Controlled Substances Act (CSA): under the CSA, 21 U.S.C. 801 et seq., marijuana and THC are Schedule I substances (the most restrictive). There have been a number of lawsuits dating back to the mid-1970’s regarding the DEA’s refusal to re-schedule the drug but none have prevailed. A 2005 U.S. Supreme Court case confirmed that the CSA preempts state law. In short, even if legalized at the state level, cannabis is still illegal under federal law.
Cole Memos: in light of “limited prosecutorial resources” and state ballot initiatives, Deputy Attorney General Cole issued several memos updating the DOJ’s guidance to U.S. Attorneys regarding eight enforcement priorities. In very broad terms, the August 2013 memo suggested that marijuana businesses regulated under well-run state systems would not trigger the Cole Memo priorities. The February 2014 memo turned its attention to financial institutions and gave guidance about prosecuting anti-money laundering (AML) and Bank Secrecy Act (BSA) claims only when Cole Memo priorities were violated. The Cole Memos are policy guides but not law.
FinCEN Guidance: coinciding with the February 2014 Cole Memo, this Guidance sets out seven “due diligence” steps in order to clarify BSA requirements for financial institutions which provide banking services to marijuana-related businesses.
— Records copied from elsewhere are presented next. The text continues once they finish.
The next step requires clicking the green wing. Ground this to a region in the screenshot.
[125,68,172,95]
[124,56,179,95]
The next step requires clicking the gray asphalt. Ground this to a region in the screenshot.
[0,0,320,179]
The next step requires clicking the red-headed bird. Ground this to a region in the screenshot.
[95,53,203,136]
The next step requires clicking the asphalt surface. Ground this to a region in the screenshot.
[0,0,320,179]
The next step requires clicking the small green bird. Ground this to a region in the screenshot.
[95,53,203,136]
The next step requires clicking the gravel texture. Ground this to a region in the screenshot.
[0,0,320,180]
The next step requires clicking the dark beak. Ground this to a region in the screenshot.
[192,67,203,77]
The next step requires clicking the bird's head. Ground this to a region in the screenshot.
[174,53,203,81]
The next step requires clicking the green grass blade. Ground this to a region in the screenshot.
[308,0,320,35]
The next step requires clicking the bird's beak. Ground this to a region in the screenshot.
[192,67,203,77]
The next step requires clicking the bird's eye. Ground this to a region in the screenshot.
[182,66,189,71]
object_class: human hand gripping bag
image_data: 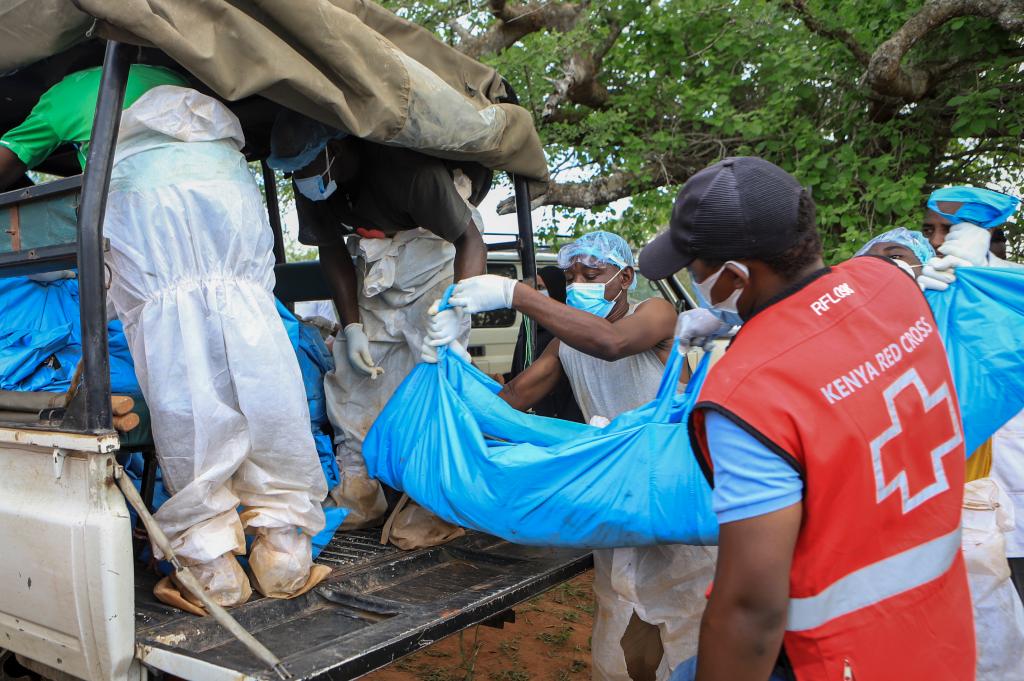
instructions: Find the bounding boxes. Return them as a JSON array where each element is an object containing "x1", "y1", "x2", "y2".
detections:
[{"x1": 364, "y1": 286, "x2": 718, "y2": 548}]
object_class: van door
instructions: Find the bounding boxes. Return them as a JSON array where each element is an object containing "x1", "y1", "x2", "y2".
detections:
[{"x1": 466, "y1": 262, "x2": 522, "y2": 374}]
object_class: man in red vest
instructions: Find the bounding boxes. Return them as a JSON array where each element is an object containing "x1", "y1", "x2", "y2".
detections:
[{"x1": 640, "y1": 158, "x2": 975, "y2": 681}]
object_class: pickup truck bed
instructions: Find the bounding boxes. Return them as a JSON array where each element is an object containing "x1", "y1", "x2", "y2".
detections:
[{"x1": 135, "y1": 530, "x2": 592, "y2": 681}]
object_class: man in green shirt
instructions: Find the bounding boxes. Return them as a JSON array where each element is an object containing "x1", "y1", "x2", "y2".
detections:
[
  {"x1": 0, "y1": 63, "x2": 188, "y2": 183},
  {"x1": 0, "y1": 66, "x2": 330, "y2": 611}
]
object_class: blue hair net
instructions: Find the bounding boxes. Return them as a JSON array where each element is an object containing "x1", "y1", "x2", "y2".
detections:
[
  {"x1": 855, "y1": 227, "x2": 935, "y2": 264},
  {"x1": 266, "y1": 110, "x2": 346, "y2": 173},
  {"x1": 928, "y1": 186, "x2": 1021, "y2": 228},
  {"x1": 558, "y1": 231, "x2": 637, "y2": 291}
]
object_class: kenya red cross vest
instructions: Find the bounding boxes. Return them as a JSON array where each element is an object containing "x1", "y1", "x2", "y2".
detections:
[{"x1": 691, "y1": 257, "x2": 975, "y2": 681}]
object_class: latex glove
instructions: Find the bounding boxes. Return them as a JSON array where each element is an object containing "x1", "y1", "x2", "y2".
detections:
[
  {"x1": 918, "y1": 255, "x2": 970, "y2": 291},
  {"x1": 426, "y1": 300, "x2": 466, "y2": 347},
  {"x1": 345, "y1": 324, "x2": 384, "y2": 381},
  {"x1": 449, "y1": 274, "x2": 518, "y2": 314},
  {"x1": 938, "y1": 222, "x2": 992, "y2": 267},
  {"x1": 674, "y1": 307, "x2": 732, "y2": 348},
  {"x1": 420, "y1": 339, "x2": 473, "y2": 365}
]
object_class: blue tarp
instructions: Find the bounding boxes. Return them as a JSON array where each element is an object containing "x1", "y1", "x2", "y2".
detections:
[
  {"x1": 362, "y1": 323, "x2": 718, "y2": 548},
  {"x1": 0, "y1": 276, "x2": 348, "y2": 557},
  {"x1": 0, "y1": 276, "x2": 139, "y2": 393},
  {"x1": 926, "y1": 267, "x2": 1024, "y2": 456}
]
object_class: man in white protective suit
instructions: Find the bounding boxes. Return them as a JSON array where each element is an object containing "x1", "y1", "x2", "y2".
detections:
[
  {"x1": 267, "y1": 112, "x2": 492, "y2": 549},
  {"x1": 0, "y1": 65, "x2": 327, "y2": 605},
  {"x1": 428, "y1": 231, "x2": 728, "y2": 681}
]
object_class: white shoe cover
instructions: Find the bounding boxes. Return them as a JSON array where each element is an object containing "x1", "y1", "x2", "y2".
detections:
[
  {"x1": 181, "y1": 553, "x2": 253, "y2": 607},
  {"x1": 249, "y1": 527, "x2": 313, "y2": 598}
]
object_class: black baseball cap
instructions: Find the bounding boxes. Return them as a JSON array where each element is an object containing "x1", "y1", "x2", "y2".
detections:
[{"x1": 640, "y1": 156, "x2": 805, "y2": 280}]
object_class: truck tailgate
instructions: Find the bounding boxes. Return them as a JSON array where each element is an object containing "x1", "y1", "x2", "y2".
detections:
[{"x1": 136, "y1": 531, "x2": 592, "y2": 681}]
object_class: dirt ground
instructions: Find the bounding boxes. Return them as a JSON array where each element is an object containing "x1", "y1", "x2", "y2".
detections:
[{"x1": 364, "y1": 572, "x2": 594, "y2": 681}]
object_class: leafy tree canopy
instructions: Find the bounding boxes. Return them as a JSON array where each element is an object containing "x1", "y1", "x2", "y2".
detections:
[{"x1": 384, "y1": 0, "x2": 1024, "y2": 260}]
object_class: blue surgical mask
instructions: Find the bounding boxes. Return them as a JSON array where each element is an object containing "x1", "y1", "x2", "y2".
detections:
[
  {"x1": 295, "y1": 148, "x2": 338, "y2": 201},
  {"x1": 565, "y1": 269, "x2": 626, "y2": 318}
]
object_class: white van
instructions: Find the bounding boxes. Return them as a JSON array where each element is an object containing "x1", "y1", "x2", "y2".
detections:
[{"x1": 467, "y1": 251, "x2": 685, "y2": 375}]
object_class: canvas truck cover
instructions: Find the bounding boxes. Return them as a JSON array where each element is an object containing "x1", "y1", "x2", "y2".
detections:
[{"x1": 0, "y1": 0, "x2": 548, "y2": 183}]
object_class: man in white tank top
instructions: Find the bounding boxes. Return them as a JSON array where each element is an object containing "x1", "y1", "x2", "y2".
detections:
[{"x1": 428, "y1": 231, "x2": 715, "y2": 681}]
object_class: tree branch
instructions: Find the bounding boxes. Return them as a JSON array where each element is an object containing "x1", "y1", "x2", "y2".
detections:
[
  {"x1": 863, "y1": 0, "x2": 1024, "y2": 101},
  {"x1": 498, "y1": 139, "x2": 737, "y2": 210},
  {"x1": 456, "y1": 0, "x2": 584, "y2": 59},
  {"x1": 782, "y1": 0, "x2": 871, "y2": 67},
  {"x1": 541, "y1": 22, "x2": 624, "y2": 121}
]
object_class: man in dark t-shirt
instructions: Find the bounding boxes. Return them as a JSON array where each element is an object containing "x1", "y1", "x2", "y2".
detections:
[{"x1": 268, "y1": 113, "x2": 492, "y2": 376}]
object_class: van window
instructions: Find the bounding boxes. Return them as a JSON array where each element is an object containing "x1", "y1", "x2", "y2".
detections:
[
  {"x1": 630, "y1": 270, "x2": 663, "y2": 302},
  {"x1": 473, "y1": 262, "x2": 519, "y2": 329}
]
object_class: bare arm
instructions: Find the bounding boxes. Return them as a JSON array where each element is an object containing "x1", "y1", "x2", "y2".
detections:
[
  {"x1": 512, "y1": 284, "x2": 676, "y2": 361},
  {"x1": 696, "y1": 503, "x2": 803, "y2": 681},
  {"x1": 455, "y1": 218, "x2": 487, "y2": 282},
  {"x1": 319, "y1": 241, "x2": 359, "y2": 328},
  {"x1": 498, "y1": 340, "x2": 562, "y2": 412},
  {"x1": 0, "y1": 145, "x2": 28, "y2": 191}
]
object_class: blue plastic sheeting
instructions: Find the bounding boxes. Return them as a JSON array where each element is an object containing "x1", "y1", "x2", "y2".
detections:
[
  {"x1": 928, "y1": 186, "x2": 1021, "y2": 228},
  {"x1": 925, "y1": 267, "x2": 1024, "y2": 457},
  {"x1": 362, "y1": 337, "x2": 718, "y2": 548},
  {"x1": 0, "y1": 276, "x2": 347, "y2": 556},
  {"x1": 0, "y1": 276, "x2": 139, "y2": 393}
]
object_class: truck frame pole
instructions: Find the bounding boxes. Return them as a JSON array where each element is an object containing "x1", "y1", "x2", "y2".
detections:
[{"x1": 78, "y1": 41, "x2": 131, "y2": 432}]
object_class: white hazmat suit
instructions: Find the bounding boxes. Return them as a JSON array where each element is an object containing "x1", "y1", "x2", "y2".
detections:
[
  {"x1": 324, "y1": 228, "x2": 469, "y2": 527},
  {"x1": 103, "y1": 85, "x2": 327, "y2": 604}
]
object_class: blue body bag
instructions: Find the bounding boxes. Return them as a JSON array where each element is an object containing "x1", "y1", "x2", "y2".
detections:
[
  {"x1": 925, "y1": 267, "x2": 1024, "y2": 457},
  {"x1": 362, "y1": 337, "x2": 718, "y2": 548}
]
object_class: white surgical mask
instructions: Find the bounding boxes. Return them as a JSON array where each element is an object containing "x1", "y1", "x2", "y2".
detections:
[
  {"x1": 694, "y1": 260, "x2": 751, "y2": 326},
  {"x1": 893, "y1": 258, "x2": 921, "y2": 279},
  {"x1": 295, "y1": 147, "x2": 338, "y2": 201}
]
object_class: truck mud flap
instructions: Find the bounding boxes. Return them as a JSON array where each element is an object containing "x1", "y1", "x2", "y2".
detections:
[{"x1": 136, "y1": 531, "x2": 592, "y2": 681}]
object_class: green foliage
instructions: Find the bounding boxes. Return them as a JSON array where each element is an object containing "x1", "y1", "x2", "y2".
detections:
[{"x1": 385, "y1": 0, "x2": 1024, "y2": 260}]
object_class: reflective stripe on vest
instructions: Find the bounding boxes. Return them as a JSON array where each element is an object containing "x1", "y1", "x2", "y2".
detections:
[{"x1": 786, "y1": 527, "x2": 961, "y2": 632}]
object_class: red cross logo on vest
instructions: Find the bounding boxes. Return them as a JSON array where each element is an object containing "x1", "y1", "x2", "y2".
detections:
[{"x1": 871, "y1": 369, "x2": 964, "y2": 514}]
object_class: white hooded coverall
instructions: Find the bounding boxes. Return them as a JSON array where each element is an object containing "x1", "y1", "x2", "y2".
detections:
[{"x1": 103, "y1": 85, "x2": 327, "y2": 603}]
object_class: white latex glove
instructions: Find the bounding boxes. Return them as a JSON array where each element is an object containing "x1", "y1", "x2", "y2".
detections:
[
  {"x1": 918, "y1": 255, "x2": 970, "y2": 291},
  {"x1": 426, "y1": 300, "x2": 466, "y2": 347},
  {"x1": 674, "y1": 307, "x2": 732, "y2": 349},
  {"x1": 420, "y1": 339, "x2": 473, "y2": 365},
  {"x1": 938, "y1": 222, "x2": 992, "y2": 267},
  {"x1": 449, "y1": 274, "x2": 517, "y2": 314},
  {"x1": 345, "y1": 324, "x2": 384, "y2": 381}
]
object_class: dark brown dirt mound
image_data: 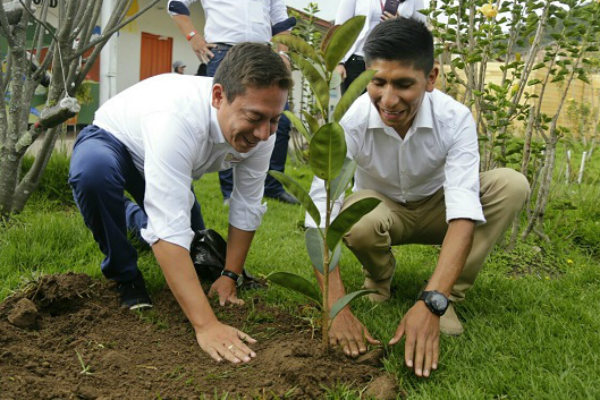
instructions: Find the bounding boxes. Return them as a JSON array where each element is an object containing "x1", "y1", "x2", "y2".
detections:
[{"x1": 0, "y1": 274, "x2": 397, "y2": 400}]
While financial institutions are required to file Suspicious Activity Reports (SARs), they could file a “Marijuana Limited” SAR if the customer was regulated by state law and did not trigger Cole Memo priorities.
UF Research: in March 2014, outside counsel for the University of Florida wrote a 9-page report to the school’s president outlining that marijuana research by the school, even if legal under state law, would violate federal law and jeopardize “the University’s continued receipt of federal funds through research grants and contracts and student financial assistance programs.”